Monday 6 July 2009

1269 The Ice Runner, The Prisoner of Askaban

The event which marked Saturday January 26th from other days, was not the 4th round of the FA Cup where two matches were shown live and Newcastle at Arsenal was a radio commentary, or that all the laminate was laid to form a new floor in the kitchen and the first surround was also fixed, or my first viewing of the Harry Potter film The Prisoner of Azkaban, the third of the five film released with the 6th due in November and the final film of the books, or that I did not win a penny on the weekend lottery where over $70 million was available in the two first prizes, although a small sum compared to the $4000 million taken at the box office by the films alone which must make the author J K Rowling the self created wealthiest artist in the world.

The event was a film I had not heard of before, a tale worthy of Dostoevsky. The Ice Runner 1993 evidently failed to make any mark when it was released in 1993 as there is only a listing on the On line Film Critics Society, nothing on Film Four or Wikipedia and one brief review on Rotten Tomatoes. There is also a brief note on IMDB I can speculate that one reason is that the film has no "recognisable" stars, or audiences and critics have not reacted. Perhaps the film was made for TV although the production suggests otherwise. The story of the lead actor Edward Albert is worth telling on its own( later).

The story covers the end years of the cold war and involves a CIA agent in Moscow who is sacrificed as part of the changing relationship, and is sentenced to 15 years labour Gulag in Siberia, instead of repatriation after being persuaded by his bosses to pleaded guilty and disassociates himself from the CIA. He had been sent to Russia to purchase soviet weapons to be sent to the rebels in Afghanistan, and in this respect the story fits into the efforts of Congressman Charlie Wilson who arranged for soviet produced weapons to be acquired through an Israeli arms source to make their way to the rebels to successfully rive out the Russians.

On the journey to the prison camp which his employers do not expected him to survive, the train crashes and he decides to adopt the identity of fellow prisoner who dies in the fire which engulfs part of the derailed train.
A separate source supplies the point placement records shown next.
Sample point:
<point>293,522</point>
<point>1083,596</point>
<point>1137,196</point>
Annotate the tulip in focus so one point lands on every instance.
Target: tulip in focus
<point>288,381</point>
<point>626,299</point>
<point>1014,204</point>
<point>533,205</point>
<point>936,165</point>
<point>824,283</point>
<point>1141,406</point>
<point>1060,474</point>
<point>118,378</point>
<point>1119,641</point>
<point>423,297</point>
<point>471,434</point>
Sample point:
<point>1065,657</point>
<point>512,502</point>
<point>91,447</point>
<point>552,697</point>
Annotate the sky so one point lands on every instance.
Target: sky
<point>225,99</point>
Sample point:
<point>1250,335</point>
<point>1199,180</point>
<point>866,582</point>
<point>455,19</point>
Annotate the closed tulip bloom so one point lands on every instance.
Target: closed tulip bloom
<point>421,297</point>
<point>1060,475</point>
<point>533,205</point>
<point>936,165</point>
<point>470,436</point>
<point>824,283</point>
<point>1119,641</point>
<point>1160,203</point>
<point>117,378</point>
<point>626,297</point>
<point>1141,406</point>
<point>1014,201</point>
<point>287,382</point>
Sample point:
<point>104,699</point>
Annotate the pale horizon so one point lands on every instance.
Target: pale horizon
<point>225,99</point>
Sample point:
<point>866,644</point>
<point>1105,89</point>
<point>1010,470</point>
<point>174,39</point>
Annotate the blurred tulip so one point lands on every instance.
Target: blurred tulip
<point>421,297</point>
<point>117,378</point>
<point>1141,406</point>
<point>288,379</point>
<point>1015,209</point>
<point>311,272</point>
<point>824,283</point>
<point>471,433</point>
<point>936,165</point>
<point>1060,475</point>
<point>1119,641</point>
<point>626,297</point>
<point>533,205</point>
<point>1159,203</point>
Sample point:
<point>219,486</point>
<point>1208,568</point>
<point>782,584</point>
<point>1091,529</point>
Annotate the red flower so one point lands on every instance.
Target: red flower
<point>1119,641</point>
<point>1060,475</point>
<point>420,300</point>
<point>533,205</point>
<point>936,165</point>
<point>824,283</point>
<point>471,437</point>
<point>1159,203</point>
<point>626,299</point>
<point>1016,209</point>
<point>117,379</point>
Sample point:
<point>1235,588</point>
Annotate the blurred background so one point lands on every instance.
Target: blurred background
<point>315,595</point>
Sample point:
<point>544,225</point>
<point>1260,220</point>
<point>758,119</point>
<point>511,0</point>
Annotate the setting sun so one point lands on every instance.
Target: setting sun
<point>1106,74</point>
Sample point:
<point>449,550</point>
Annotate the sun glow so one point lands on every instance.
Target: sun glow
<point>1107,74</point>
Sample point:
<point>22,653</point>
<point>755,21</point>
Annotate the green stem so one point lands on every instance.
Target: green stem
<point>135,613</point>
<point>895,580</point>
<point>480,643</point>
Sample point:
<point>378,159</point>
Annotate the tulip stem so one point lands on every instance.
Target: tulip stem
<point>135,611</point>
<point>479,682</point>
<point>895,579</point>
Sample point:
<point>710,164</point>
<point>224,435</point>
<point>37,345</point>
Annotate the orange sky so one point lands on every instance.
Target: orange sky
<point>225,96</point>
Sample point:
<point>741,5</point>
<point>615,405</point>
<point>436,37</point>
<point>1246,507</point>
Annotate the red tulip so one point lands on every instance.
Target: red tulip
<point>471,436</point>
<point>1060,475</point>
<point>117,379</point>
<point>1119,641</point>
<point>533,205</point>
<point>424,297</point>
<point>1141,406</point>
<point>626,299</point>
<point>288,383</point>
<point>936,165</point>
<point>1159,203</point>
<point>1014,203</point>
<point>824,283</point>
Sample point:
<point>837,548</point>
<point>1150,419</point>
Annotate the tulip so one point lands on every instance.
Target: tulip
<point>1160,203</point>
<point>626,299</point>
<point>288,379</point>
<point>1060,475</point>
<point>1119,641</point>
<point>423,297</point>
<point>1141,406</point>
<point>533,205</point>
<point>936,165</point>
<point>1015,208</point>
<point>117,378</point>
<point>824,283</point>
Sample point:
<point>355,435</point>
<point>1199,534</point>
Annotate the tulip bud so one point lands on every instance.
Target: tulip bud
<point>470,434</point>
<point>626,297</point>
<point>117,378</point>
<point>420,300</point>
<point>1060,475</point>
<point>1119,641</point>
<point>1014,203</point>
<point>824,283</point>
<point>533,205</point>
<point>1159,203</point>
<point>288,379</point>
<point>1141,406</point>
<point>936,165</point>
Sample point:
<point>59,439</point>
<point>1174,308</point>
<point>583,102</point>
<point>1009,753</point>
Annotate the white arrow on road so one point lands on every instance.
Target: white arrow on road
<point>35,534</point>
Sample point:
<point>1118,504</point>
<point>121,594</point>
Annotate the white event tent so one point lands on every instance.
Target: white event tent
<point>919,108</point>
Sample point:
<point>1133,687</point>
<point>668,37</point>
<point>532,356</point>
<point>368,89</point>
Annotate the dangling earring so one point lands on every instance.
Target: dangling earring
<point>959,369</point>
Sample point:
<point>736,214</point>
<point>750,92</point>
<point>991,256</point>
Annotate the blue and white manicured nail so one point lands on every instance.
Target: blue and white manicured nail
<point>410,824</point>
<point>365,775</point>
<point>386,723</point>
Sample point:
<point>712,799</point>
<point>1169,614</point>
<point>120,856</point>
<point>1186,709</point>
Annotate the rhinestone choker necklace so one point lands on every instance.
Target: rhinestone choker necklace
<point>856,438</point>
I have no means of knowing if the life in prison camp is authentic, or the obsession of camp commander to prevent anyone escaping, shooting anyone who attempts, had any basis in the reality of the those camps, but what made the film stand out for me was the quality of the acting performances of the prisoner and the camp commander in a duel of wills worthy of some of the world's greatest fiction writing and dramatic dramas of stage and screen.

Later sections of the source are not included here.